CIHI data shows that the percentage of unemployed pharmacists increased from 6.2% to 7.7% over a four-year period.
Next are some recommendations from AFPC.
It is recommended, first, that Health Canada, through the health human resources strategy division, and Citizenship and Immigration Canada reset immigration quotas for internationally trained pharmacists until a comprehensive assessment of current and future pharmacist manpower is completed.
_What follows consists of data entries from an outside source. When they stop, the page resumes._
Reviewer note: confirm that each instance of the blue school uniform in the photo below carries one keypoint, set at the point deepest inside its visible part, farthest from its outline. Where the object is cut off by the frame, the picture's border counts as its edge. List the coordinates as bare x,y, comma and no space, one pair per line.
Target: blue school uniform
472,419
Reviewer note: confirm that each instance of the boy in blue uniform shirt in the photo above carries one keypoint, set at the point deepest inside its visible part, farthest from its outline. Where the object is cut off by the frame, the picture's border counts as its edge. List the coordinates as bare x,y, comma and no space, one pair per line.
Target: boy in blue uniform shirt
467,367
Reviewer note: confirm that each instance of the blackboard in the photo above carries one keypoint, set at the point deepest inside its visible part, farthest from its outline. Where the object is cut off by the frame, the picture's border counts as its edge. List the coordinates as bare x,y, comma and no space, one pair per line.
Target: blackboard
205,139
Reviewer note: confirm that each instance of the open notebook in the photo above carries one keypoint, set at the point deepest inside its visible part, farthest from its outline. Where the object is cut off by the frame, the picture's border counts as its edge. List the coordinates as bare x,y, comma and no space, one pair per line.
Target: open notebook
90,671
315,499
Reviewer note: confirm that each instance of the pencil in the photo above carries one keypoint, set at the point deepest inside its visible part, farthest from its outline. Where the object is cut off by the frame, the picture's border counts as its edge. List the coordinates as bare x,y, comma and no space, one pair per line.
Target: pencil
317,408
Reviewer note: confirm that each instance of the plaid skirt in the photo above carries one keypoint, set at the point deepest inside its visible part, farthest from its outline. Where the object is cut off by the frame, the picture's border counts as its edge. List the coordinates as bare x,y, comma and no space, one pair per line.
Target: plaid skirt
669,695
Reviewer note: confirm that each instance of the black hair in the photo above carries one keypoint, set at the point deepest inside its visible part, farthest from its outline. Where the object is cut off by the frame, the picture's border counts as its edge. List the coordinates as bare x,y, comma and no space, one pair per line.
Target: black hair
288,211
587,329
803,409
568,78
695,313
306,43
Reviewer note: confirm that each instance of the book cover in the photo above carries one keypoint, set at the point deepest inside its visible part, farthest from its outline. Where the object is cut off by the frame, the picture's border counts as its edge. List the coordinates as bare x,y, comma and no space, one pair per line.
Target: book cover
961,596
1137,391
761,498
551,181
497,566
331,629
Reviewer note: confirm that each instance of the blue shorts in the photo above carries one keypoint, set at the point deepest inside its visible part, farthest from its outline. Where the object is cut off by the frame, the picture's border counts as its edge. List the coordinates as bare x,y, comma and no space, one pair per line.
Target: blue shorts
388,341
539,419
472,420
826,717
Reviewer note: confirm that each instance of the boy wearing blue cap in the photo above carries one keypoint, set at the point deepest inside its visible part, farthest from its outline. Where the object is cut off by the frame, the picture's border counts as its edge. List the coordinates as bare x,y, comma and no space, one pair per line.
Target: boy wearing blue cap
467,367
The second recommendation is that Health Canada, through the health human resources strategy division, establish a multi-stakeholder pharmacist workforce planning initiative to conduct a comprehensive assessment of current and future pharmacist manpower, focusing on the supply and demand for pharmacists. My colleagues in the Canadian Pharmacists Association have identified this as their third recommendation.
In summary, I've presented AFPC observations, reflections, and suggestions about the pharmacist manpower situation in Canada. AFPC is submitting two recommendations for your consideration: one being resetting immigration quotas for internationally trained pharmacists; and two, conducting a national multi-stakeholder pharmacist workforce planning initiative.
Thank you on behalf of the Association of Faculties of Pharmacy of Canada for the opportunity to present our views and suggestions on this important topic for pharmacy educators, students, and other pharmacy organizations. I look forward to your questions and look forward to working with the federal government and other stakeholders in addressing this topic.